Task 1: Run this linear model as given. Spend a minute or two (but no longer) trying different learning rate settings to see if you can find any improvements. Can a linear model produce effective results for this data set?
No. A linear model cannot effectively model this data set. Reducing the learning rate reduces loss, but loss still converges收敛 at an unacceptably high value.
Task 2: Now try adding in cross-product features, such as x1x2, trying to optimize performance.
- Which features help most?
- What is the best performance that you can get?
Playground's data sets are randomly generated. Consequently, our answers may not always agree exactly with yours. In fact, if you regenerate the data set between runs, your own results won't always agree exactly with your previous runs. That said, you'll get better results by doing the following:
- Using both x12 and x22 as feature crosses. (Adding x1x2 as a feature cross doesn't appear to help.)
- Reducing the Learning rate, perhaps to 0.001.
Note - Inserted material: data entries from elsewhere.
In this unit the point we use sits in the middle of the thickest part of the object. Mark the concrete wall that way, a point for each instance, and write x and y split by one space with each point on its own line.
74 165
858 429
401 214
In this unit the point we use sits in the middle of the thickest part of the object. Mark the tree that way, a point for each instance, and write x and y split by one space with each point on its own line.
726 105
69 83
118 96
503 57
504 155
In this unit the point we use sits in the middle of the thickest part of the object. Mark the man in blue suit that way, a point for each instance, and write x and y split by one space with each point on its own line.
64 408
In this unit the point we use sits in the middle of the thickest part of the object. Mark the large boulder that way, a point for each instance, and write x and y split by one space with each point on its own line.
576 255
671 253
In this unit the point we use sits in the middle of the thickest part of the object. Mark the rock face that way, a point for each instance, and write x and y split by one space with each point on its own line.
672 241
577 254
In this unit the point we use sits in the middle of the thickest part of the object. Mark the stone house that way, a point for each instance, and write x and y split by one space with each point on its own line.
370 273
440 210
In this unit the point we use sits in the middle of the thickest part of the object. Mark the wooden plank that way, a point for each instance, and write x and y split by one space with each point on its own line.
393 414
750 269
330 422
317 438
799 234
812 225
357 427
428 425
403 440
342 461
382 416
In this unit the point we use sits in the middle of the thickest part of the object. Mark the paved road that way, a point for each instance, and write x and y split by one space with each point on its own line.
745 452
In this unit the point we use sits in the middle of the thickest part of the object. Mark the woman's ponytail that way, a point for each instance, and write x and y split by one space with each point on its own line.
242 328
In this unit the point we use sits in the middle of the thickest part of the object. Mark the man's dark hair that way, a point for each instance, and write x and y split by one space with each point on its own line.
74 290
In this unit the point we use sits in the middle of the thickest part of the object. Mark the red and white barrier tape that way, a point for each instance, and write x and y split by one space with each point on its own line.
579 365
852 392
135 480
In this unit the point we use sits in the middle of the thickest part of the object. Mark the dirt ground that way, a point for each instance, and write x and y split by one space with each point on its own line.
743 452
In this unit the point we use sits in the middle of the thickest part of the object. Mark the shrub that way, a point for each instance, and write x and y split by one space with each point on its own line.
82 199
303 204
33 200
Task 3: When you have a good model, examine the model output surface (shown by the background color).
- Does it look like a linear model?
- How would you describe the model?
(Discretize output)
The model output surface does not look like a linear model. Rather, it looks elliptical.
Programming Exercise
In the following exercise, you'll explore feature crosses in TensorFlow:
Check Your Understanding
Different cities in California have markedly different housing prices. Suppose you must create a model to predict housing prices. Which of the following sets of features or feature crosses could learn city-specific relationships between roomsPerPerson
and housing price?
One feature cross: [binned latitude X binned longitude X binned roomsPerPerson]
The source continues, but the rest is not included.